Again the solution is simple - tax, education and stigma. Impose excise duties on low nutritional food (use the revenue to subsidise whole foods if you like), play dramatic ads of grossly obese people stuffing their gobs and scoffing diet drinks (whose ingredients simply stimulate appetite), and like smokers, have them go outside to eat.

The fact of healthcare is that a few people in the population create most of the cost; how you deal with these people makes all the difference. Some health systems around the world have the issue nailed. They analyse information about the population and spot who might be at risk.

Then they work with those people proactively (including making them accountable for their actions) to manage that risk and keep them out of hospital. That's where primary care has to go.

Taxpayer subsidies to GPs who aim to see as many patients as they can each day is a totally perverse approach to effective primary healthcare, that conflict of interest standing in the way of effective prevention. Better to directly pay those most at risk to improve their self-management than waste the money on pseudo-entrepreneurial GPs.
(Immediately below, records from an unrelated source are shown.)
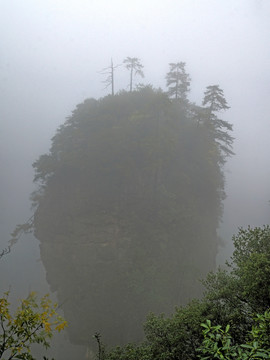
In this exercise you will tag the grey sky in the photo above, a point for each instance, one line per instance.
(51, 52)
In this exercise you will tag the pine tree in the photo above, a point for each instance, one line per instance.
(213, 102)
(178, 81)
(135, 67)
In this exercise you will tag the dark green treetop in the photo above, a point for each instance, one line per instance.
(135, 67)
(178, 81)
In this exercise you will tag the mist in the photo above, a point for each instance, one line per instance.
(51, 57)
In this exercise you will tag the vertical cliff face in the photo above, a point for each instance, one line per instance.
(129, 202)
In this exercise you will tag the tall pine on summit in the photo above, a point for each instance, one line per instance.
(215, 102)
(178, 81)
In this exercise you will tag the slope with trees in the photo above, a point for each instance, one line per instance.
(231, 321)
(127, 211)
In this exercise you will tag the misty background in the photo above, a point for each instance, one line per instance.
(51, 55)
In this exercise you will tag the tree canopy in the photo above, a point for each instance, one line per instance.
(127, 210)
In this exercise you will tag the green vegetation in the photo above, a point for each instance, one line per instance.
(229, 322)
(128, 207)
(33, 323)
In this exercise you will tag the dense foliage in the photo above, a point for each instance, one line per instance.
(129, 202)
(229, 322)
(32, 323)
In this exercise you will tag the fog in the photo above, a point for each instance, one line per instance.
(51, 55)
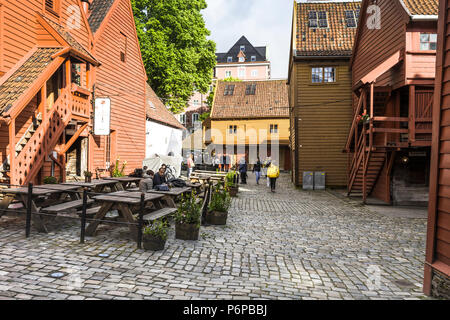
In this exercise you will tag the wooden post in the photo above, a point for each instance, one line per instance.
(12, 152)
(412, 113)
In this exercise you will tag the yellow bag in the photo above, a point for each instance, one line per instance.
(273, 172)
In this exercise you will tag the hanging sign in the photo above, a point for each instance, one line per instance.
(102, 116)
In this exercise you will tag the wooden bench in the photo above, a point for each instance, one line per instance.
(161, 213)
(66, 206)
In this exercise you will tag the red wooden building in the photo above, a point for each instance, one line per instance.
(393, 72)
(55, 55)
(437, 264)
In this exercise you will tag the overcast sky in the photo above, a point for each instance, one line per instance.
(263, 22)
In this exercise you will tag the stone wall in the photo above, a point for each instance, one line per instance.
(440, 286)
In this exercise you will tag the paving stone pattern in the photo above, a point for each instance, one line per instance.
(288, 245)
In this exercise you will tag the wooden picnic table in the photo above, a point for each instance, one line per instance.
(170, 196)
(21, 195)
(97, 185)
(123, 183)
(125, 202)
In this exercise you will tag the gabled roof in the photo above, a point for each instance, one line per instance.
(158, 112)
(269, 101)
(250, 50)
(24, 77)
(336, 40)
(421, 7)
(99, 10)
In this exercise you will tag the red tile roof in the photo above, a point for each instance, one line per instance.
(422, 7)
(269, 101)
(158, 112)
(336, 40)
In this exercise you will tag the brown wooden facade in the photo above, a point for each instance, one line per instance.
(320, 113)
(393, 83)
(437, 264)
(50, 72)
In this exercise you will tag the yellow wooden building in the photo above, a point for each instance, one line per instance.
(251, 118)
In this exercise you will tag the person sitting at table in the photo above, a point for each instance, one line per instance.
(160, 177)
(146, 184)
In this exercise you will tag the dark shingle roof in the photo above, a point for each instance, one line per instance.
(336, 40)
(99, 10)
(422, 7)
(158, 112)
(269, 101)
(24, 77)
(250, 50)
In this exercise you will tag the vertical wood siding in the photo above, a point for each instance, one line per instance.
(375, 46)
(124, 82)
(324, 114)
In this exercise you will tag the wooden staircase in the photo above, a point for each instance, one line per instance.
(36, 144)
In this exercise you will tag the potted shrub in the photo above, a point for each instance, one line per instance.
(155, 236)
(87, 176)
(218, 207)
(50, 180)
(231, 183)
(187, 218)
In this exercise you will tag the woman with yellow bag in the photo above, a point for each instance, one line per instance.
(273, 172)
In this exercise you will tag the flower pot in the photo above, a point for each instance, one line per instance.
(186, 231)
(216, 218)
(153, 243)
(233, 191)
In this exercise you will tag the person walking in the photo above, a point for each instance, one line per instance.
(257, 170)
(190, 164)
(273, 172)
(243, 170)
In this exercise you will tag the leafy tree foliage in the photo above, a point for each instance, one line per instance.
(177, 55)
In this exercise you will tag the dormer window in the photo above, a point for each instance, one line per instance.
(52, 6)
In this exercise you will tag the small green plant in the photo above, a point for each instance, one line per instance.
(189, 211)
(231, 179)
(220, 200)
(158, 230)
(50, 180)
(118, 170)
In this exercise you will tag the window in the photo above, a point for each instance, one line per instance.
(241, 73)
(273, 128)
(251, 89)
(52, 6)
(428, 41)
(323, 75)
(195, 117)
(229, 90)
(318, 19)
(350, 18)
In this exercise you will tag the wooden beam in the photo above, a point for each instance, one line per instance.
(72, 140)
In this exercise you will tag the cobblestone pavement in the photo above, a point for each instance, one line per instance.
(288, 245)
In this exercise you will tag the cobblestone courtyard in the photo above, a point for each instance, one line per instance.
(288, 245)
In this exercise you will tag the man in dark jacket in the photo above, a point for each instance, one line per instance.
(160, 177)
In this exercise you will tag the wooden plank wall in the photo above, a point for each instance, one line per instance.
(438, 236)
(324, 115)
(375, 46)
(124, 83)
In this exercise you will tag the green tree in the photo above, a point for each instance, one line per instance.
(177, 55)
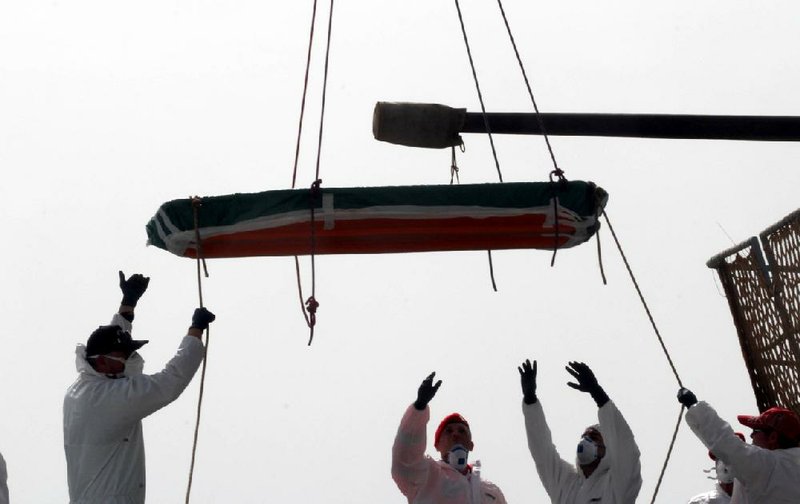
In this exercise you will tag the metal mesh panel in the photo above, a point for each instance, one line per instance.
(764, 298)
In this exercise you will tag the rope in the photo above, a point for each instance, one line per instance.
(196, 203)
(530, 92)
(478, 88)
(599, 249)
(305, 90)
(661, 342)
(641, 297)
(669, 454)
(309, 306)
(311, 303)
(491, 271)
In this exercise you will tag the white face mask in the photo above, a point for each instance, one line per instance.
(457, 458)
(723, 473)
(587, 451)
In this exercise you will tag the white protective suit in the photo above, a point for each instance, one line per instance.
(3, 481)
(768, 476)
(716, 496)
(616, 480)
(424, 480)
(102, 422)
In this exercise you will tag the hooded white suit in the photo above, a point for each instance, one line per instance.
(426, 481)
(102, 422)
(616, 480)
(770, 476)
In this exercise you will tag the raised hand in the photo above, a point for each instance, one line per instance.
(527, 378)
(426, 391)
(586, 382)
(686, 397)
(132, 288)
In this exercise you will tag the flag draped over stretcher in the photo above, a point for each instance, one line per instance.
(374, 220)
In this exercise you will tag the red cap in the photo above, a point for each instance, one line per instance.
(714, 457)
(781, 420)
(451, 418)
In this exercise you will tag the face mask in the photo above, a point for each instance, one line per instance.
(723, 473)
(587, 451)
(457, 458)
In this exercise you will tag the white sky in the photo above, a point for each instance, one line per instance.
(109, 109)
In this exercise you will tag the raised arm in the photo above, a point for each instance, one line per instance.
(410, 467)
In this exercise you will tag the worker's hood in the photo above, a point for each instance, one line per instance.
(133, 366)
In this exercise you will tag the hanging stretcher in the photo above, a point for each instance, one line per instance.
(376, 220)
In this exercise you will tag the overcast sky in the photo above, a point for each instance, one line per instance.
(109, 109)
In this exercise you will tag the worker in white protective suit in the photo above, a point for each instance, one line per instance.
(607, 468)
(450, 480)
(3, 481)
(721, 494)
(766, 471)
(104, 408)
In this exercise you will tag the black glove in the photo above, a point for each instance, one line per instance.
(202, 318)
(527, 377)
(586, 382)
(132, 288)
(686, 397)
(426, 391)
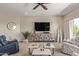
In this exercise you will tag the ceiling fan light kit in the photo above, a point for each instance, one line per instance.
(42, 5)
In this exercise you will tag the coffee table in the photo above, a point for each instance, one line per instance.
(39, 52)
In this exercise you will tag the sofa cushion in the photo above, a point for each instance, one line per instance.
(3, 40)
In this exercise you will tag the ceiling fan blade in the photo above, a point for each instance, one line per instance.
(44, 7)
(35, 7)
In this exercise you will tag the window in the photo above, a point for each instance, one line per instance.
(74, 28)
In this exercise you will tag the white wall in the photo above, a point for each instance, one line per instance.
(74, 14)
(4, 20)
(27, 23)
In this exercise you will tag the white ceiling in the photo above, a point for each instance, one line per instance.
(26, 9)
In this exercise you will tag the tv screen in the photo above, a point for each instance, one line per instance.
(42, 26)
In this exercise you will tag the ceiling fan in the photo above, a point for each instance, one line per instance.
(42, 5)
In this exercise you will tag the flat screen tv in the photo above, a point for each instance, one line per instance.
(42, 26)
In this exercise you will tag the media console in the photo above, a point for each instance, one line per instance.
(40, 37)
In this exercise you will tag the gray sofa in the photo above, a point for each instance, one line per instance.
(71, 48)
(8, 47)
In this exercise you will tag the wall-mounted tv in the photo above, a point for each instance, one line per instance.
(42, 26)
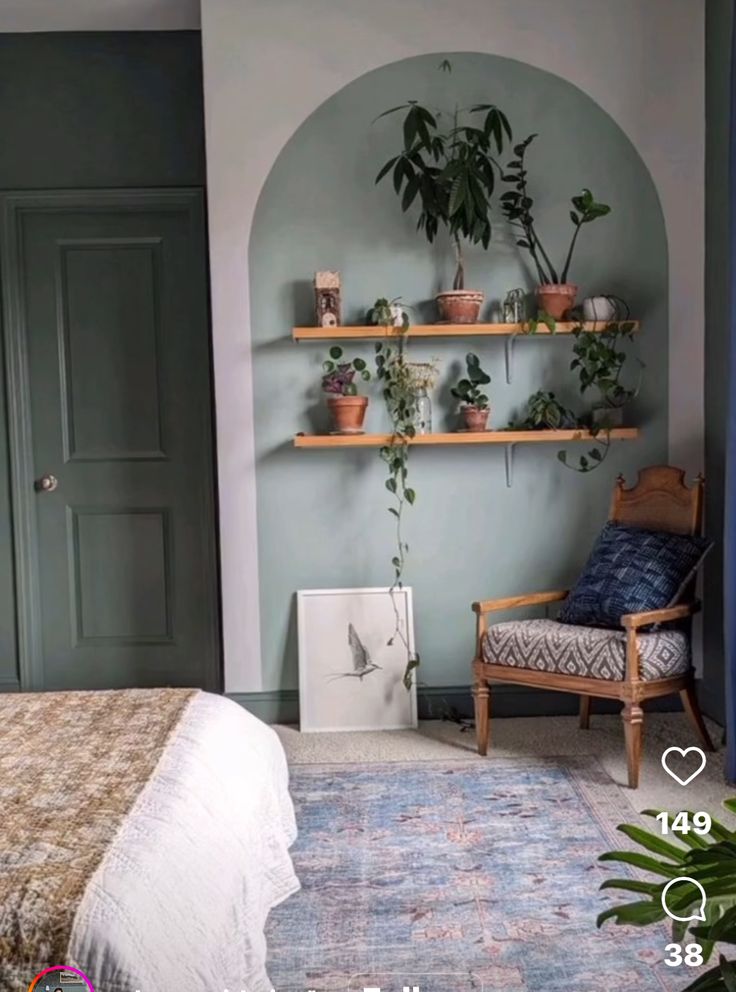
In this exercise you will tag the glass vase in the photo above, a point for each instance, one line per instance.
(423, 412)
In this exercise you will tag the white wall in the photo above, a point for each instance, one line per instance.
(269, 63)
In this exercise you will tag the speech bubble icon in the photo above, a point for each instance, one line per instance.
(699, 914)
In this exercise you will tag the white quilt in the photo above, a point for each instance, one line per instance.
(181, 899)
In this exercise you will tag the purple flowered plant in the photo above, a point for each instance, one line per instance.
(339, 375)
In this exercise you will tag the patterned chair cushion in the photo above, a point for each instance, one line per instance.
(631, 570)
(594, 652)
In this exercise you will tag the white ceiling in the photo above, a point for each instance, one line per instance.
(98, 15)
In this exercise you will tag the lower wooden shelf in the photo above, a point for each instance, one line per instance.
(480, 437)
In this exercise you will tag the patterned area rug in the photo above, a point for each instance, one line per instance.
(458, 876)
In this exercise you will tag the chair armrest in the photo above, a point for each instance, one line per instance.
(634, 620)
(510, 602)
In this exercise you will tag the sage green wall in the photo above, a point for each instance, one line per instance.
(719, 14)
(321, 514)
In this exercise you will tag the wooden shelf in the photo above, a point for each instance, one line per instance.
(481, 437)
(372, 332)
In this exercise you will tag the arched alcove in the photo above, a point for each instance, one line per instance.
(322, 518)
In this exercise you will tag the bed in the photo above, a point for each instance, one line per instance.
(144, 838)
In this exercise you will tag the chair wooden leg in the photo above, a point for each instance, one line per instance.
(585, 702)
(482, 695)
(633, 717)
(692, 708)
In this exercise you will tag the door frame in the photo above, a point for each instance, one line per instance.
(26, 551)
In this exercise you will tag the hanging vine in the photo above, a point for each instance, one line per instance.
(399, 394)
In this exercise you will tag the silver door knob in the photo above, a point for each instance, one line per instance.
(46, 484)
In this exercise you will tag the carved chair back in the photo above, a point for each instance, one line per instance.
(660, 500)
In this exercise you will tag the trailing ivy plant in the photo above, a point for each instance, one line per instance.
(707, 858)
(599, 361)
(544, 412)
(400, 395)
(518, 204)
(446, 161)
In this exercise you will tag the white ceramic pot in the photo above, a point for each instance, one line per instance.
(599, 308)
(397, 314)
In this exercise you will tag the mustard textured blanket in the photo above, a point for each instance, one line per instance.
(72, 766)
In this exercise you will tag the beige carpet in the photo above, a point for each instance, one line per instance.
(543, 737)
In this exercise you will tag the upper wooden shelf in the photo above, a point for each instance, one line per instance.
(373, 331)
(479, 437)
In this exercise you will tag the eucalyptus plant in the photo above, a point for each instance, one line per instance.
(708, 858)
(446, 162)
(518, 204)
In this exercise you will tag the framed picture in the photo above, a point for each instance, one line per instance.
(350, 677)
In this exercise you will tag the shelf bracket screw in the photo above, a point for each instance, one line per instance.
(509, 353)
(509, 457)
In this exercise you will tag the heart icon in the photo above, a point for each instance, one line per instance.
(683, 752)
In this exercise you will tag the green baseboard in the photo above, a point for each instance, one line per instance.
(436, 702)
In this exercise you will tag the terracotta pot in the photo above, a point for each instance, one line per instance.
(348, 413)
(460, 306)
(475, 419)
(556, 300)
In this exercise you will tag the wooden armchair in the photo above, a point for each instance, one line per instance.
(630, 665)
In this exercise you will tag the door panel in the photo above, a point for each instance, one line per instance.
(110, 384)
(111, 318)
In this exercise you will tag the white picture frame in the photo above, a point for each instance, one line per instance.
(350, 677)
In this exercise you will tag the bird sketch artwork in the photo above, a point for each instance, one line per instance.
(363, 664)
(351, 669)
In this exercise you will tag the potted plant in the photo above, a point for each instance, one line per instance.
(389, 313)
(544, 412)
(347, 408)
(446, 162)
(555, 294)
(684, 848)
(475, 409)
(599, 360)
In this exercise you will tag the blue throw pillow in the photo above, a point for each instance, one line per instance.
(631, 571)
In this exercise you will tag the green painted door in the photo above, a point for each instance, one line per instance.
(108, 372)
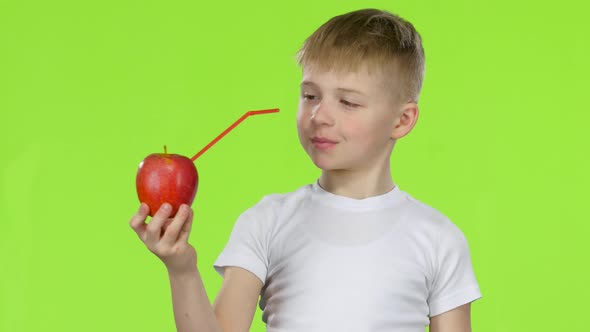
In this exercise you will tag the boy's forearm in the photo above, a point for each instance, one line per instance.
(192, 309)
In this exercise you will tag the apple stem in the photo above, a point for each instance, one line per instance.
(247, 114)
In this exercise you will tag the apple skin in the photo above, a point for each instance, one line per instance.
(166, 178)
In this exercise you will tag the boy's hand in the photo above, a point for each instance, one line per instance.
(167, 237)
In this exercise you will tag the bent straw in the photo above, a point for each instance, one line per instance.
(247, 114)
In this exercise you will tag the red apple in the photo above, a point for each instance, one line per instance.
(166, 178)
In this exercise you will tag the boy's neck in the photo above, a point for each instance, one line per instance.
(357, 184)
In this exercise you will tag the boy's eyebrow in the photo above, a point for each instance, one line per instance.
(309, 83)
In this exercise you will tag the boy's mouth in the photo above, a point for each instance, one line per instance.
(322, 143)
(321, 140)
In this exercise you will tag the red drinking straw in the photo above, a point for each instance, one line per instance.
(247, 114)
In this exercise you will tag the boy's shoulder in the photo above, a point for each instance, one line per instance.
(416, 211)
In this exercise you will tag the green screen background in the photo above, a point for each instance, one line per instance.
(88, 89)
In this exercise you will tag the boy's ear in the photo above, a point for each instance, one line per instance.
(405, 121)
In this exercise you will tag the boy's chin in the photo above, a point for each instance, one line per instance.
(328, 165)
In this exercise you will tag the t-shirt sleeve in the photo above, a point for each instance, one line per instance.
(247, 245)
(453, 283)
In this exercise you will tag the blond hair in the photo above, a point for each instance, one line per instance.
(381, 40)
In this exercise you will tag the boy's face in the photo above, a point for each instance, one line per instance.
(346, 121)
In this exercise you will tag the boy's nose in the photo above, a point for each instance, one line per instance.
(320, 114)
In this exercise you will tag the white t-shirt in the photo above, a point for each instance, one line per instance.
(333, 263)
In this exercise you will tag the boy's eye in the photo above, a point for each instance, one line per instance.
(308, 96)
(349, 104)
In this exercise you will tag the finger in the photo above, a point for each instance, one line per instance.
(186, 229)
(165, 226)
(137, 222)
(176, 225)
(154, 228)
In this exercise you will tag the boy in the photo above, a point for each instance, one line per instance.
(350, 252)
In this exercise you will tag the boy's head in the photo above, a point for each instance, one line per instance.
(362, 75)
(377, 40)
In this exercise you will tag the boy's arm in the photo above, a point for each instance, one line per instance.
(192, 309)
(234, 306)
(456, 320)
(236, 301)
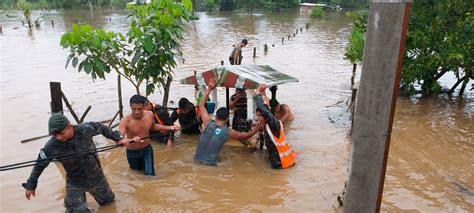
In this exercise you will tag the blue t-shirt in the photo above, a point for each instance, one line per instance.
(211, 142)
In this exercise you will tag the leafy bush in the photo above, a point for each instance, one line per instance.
(210, 5)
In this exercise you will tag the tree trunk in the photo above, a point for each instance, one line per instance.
(456, 84)
(466, 79)
(439, 75)
(167, 91)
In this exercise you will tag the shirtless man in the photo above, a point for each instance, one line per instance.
(135, 126)
(283, 112)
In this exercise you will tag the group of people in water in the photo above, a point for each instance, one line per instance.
(148, 122)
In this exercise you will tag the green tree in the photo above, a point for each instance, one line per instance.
(355, 48)
(250, 5)
(317, 12)
(440, 40)
(147, 53)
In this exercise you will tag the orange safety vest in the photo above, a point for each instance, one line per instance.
(196, 109)
(287, 157)
(160, 122)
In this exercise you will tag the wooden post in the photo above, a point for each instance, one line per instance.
(84, 114)
(167, 91)
(354, 68)
(68, 105)
(383, 58)
(119, 86)
(92, 14)
(56, 100)
(273, 100)
(227, 100)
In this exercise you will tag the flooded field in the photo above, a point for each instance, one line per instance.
(430, 163)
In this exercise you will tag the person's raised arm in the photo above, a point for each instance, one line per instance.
(44, 158)
(202, 108)
(271, 120)
(236, 54)
(235, 100)
(243, 135)
(174, 115)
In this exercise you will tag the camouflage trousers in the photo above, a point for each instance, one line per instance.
(97, 186)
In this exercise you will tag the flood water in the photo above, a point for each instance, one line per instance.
(430, 163)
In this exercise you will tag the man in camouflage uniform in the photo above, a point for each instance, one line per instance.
(83, 169)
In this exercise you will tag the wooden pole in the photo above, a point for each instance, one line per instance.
(56, 101)
(85, 113)
(376, 100)
(227, 94)
(112, 121)
(119, 86)
(92, 14)
(354, 68)
(68, 105)
(167, 91)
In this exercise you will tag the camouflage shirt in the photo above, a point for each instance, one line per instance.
(81, 167)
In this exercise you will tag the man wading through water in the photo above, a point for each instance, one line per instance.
(138, 125)
(215, 133)
(235, 57)
(279, 151)
(83, 171)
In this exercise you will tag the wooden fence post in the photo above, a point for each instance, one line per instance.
(119, 86)
(56, 97)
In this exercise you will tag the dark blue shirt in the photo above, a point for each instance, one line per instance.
(211, 142)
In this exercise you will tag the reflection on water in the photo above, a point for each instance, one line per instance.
(423, 129)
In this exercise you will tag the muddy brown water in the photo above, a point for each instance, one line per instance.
(430, 163)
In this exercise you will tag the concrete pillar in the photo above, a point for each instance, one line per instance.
(376, 99)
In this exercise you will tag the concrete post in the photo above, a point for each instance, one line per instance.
(376, 99)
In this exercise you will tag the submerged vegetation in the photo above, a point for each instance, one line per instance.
(439, 42)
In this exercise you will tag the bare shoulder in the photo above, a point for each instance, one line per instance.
(126, 119)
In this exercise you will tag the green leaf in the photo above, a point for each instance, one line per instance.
(148, 45)
(88, 67)
(68, 60)
(150, 88)
(95, 41)
(74, 62)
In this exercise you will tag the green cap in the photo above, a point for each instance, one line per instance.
(57, 122)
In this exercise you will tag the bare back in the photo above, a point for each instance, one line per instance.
(137, 127)
(284, 114)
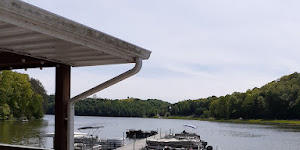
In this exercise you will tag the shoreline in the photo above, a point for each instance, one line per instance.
(242, 121)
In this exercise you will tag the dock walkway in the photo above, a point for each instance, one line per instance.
(138, 144)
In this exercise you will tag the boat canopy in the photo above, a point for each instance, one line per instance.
(189, 125)
(91, 127)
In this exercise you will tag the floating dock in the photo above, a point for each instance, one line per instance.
(140, 143)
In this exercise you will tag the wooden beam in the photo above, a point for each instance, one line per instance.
(10, 61)
(62, 97)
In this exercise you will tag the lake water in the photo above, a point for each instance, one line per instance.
(227, 136)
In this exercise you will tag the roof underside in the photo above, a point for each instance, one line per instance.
(26, 30)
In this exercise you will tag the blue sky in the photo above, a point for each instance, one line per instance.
(199, 48)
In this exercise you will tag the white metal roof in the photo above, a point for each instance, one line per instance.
(34, 32)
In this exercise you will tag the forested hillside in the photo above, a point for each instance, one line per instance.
(279, 99)
(130, 107)
(24, 97)
(18, 98)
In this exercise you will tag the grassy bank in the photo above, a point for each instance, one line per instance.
(244, 121)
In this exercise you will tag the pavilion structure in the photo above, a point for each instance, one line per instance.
(31, 37)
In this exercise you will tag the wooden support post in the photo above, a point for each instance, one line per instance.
(62, 97)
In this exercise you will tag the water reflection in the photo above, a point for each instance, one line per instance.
(21, 133)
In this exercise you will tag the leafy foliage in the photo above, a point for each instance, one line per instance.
(130, 107)
(17, 97)
(279, 99)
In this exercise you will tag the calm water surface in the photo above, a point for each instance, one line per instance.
(227, 136)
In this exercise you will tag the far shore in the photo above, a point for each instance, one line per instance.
(241, 121)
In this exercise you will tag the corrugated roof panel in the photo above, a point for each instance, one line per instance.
(31, 31)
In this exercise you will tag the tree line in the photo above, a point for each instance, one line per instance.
(279, 99)
(21, 96)
(131, 107)
(25, 97)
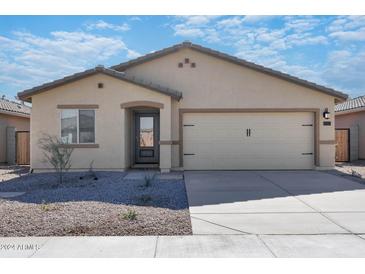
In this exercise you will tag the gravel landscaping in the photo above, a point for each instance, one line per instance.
(110, 205)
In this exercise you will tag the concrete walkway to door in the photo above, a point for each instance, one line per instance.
(274, 203)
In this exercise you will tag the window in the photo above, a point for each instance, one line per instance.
(78, 126)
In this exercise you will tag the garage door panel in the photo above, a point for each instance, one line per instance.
(220, 141)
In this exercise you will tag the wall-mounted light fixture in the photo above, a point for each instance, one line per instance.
(326, 114)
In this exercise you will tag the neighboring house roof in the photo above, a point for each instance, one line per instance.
(27, 94)
(14, 108)
(353, 105)
(232, 59)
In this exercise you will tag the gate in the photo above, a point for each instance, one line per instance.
(22, 147)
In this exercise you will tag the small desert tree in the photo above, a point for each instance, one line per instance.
(56, 153)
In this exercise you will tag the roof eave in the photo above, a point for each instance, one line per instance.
(339, 96)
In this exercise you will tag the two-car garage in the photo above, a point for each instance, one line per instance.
(248, 140)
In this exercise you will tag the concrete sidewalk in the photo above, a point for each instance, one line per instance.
(233, 246)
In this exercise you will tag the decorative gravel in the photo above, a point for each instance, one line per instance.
(92, 207)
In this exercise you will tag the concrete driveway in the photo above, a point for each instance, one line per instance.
(274, 203)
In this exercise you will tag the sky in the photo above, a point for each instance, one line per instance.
(327, 50)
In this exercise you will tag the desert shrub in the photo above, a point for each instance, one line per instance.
(46, 207)
(145, 198)
(148, 179)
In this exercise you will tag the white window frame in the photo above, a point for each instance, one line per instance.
(77, 125)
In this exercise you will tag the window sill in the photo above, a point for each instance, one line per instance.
(80, 145)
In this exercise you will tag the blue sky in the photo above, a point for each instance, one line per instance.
(328, 50)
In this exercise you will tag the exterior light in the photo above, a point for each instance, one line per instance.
(326, 114)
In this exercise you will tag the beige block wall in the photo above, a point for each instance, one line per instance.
(356, 122)
(111, 127)
(19, 123)
(215, 83)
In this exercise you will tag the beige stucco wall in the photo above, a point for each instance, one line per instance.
(19, 123)
(111, 122)
(354, 121)
(215, 83)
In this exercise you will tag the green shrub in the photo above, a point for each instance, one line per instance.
(148, 179)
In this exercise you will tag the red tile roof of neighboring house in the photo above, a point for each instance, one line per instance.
(27, 94)
(14, 108)
(357, 103)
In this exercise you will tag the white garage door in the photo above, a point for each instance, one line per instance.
(248, 141)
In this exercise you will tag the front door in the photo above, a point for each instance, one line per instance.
(147, 128)
(342, 145)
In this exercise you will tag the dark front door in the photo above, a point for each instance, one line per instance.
(342, 145)
(147, 128)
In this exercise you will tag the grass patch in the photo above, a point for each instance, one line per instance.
(45, 207)
(145, 198)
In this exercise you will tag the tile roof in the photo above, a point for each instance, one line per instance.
(353, 104)
(27, 94)
(233, 59)
(10, 107)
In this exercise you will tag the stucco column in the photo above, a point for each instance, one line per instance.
(123, 145)
(165, 138)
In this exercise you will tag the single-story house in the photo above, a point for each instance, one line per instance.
(14, 125)
(186, 107)
(350, 130)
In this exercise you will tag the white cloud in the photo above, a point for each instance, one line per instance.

The changes required to dramatically reduce the future demand for healthcare aren't rocket science.

But for now we are happier living our unhealthy lifestyles, secure in the misconception that an ambulance stands ready to whisk us away for the best of medical help. If we took prevention seriously, fewer of the tough rationing decisions would be required, access to care would not be such a lottery, and we would live longer, quality-adjusted lives on our own volition.

Prevention is the best medicine.

Gareth Morgan is director of Gareth Morgan Investments, and, with Geoff Simmons, author of the book Health Cheque, a study of the NZ health system.